Data is everywhere and it comes in many forms. Text, images, audio and video are all sources of information we can use to understand the world. But what if we want to combine different types of data and analyze them together?

This is where multimodal data processing comes in. Multimodal data processing is the ability to handle and integrate data from different modalities, such as text and images. Combining different data types can help us extract more information and insights than using a single modality alone. One of the state-of-the-art methods for multimodal data processing is using transformer architectures.

This tutorial will show you how to fine-tune a multimodal transformer from the Python Hugging Face library in PyTorch. We will use a pre-trained model called Flava, a transformer that can process text and images. As an example problem, we will predict sentiment expressed in memes containing image and text captions.

If you want to know how to perform sentiment analysis using textual information only, step through our tutorial on fine funing BERT for sentiment analysis with PyTorch.

Many of the concepts in this tutorial, particularly PyTorch dataset creation and model training and evaluation, are derived from that tutorial. However, in this tutorial, we will focus on multimodal data.

Here we go!

Installing and Importing the Required Libraries

Before we start, we need to install and import the required libraries for our project. Since we’re running our code on Google Colab, we already have access to all the required libraries except the Accelerate and Transformers libraries. The following script installs these two libraries.

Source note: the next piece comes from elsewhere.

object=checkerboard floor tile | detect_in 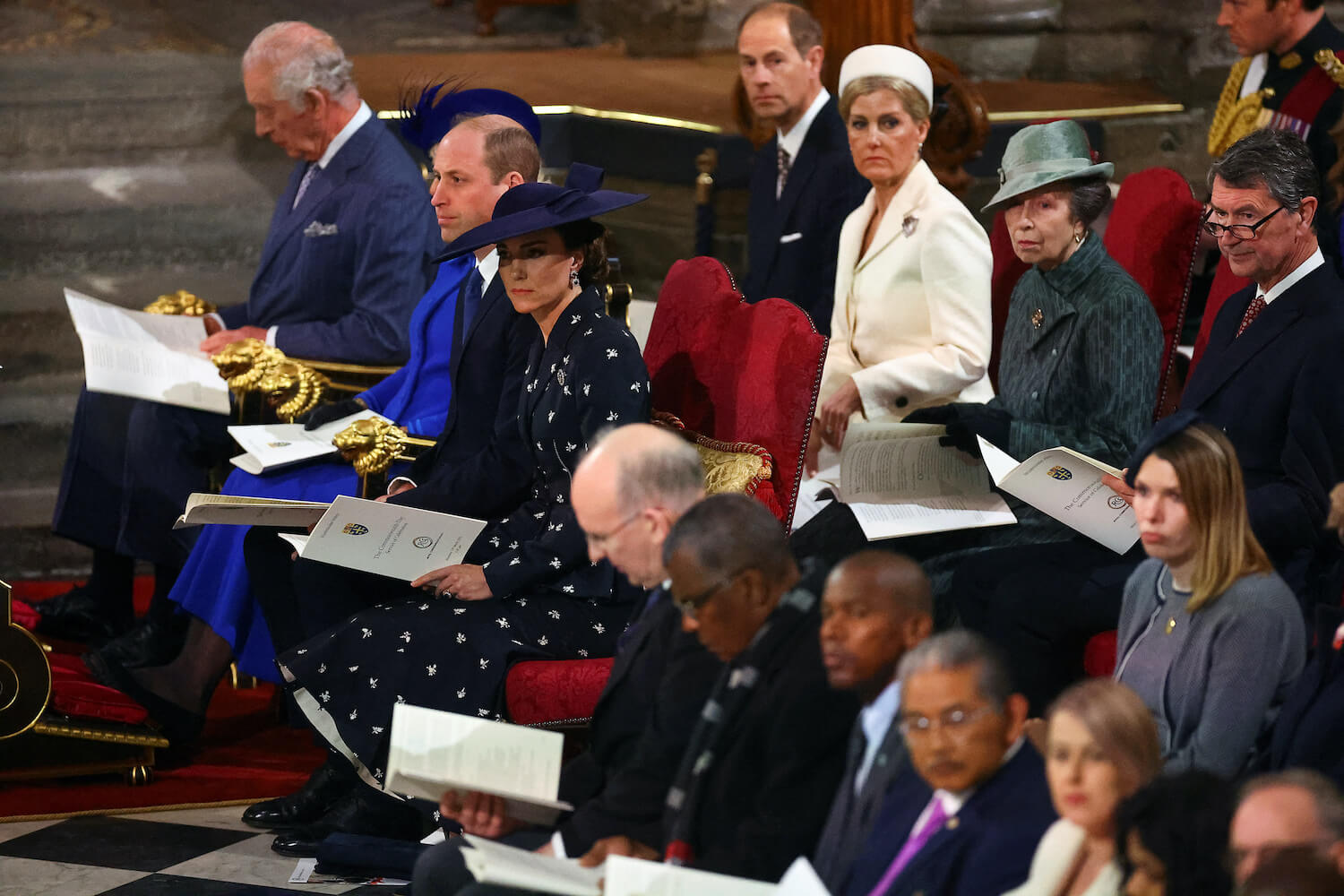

! pip install accelerate -U
! pip install datasets transformers[sentencepiece]

The script below imports the required libraries into our Python code.

import pandas as pd
import os
from PIL import Image
from sklearn.model_selection import train_test_split
import numpy as np
import torch
import torch.nn as nn
from torch.utils.data import Dataset, DataLoader
from transformers import AutoProcessor, FlavaModel
from PIL import ImageFile
ImageFile.LOAD_TRUNCATED_IMAGES = True
import warnings
warnings.simplefilter(action='ignore', category=FutureWarning)
from sklearn.metrics import classification_report, confusion_matrix, accuracy_score

Code More, Distract Less: Support Our Ad-Free Site

You might have noticed we removed ads from our site - we hope this enhances your learning experience. To help sustain this, please take a look at our Python Developer Kit and our comprehensive cheat sheets. Each purchase directly supports this site, ensuring we can continue to offer you quality, distraction-free tutorials.

Get Our Python Dev Kit

Importing and Preprocessing the dataset

The next step is to import and preprocess the dataset we’ll use for fine-tuning our multimodal Hugging Face transformer model. We will use the multimodal memes dataset, which contains 6,992 image memes with text descriptions, along with their sentiment labels. It’s pretty easy to import a Kaggle dataset directly into Google Colab, so I recommend you do that.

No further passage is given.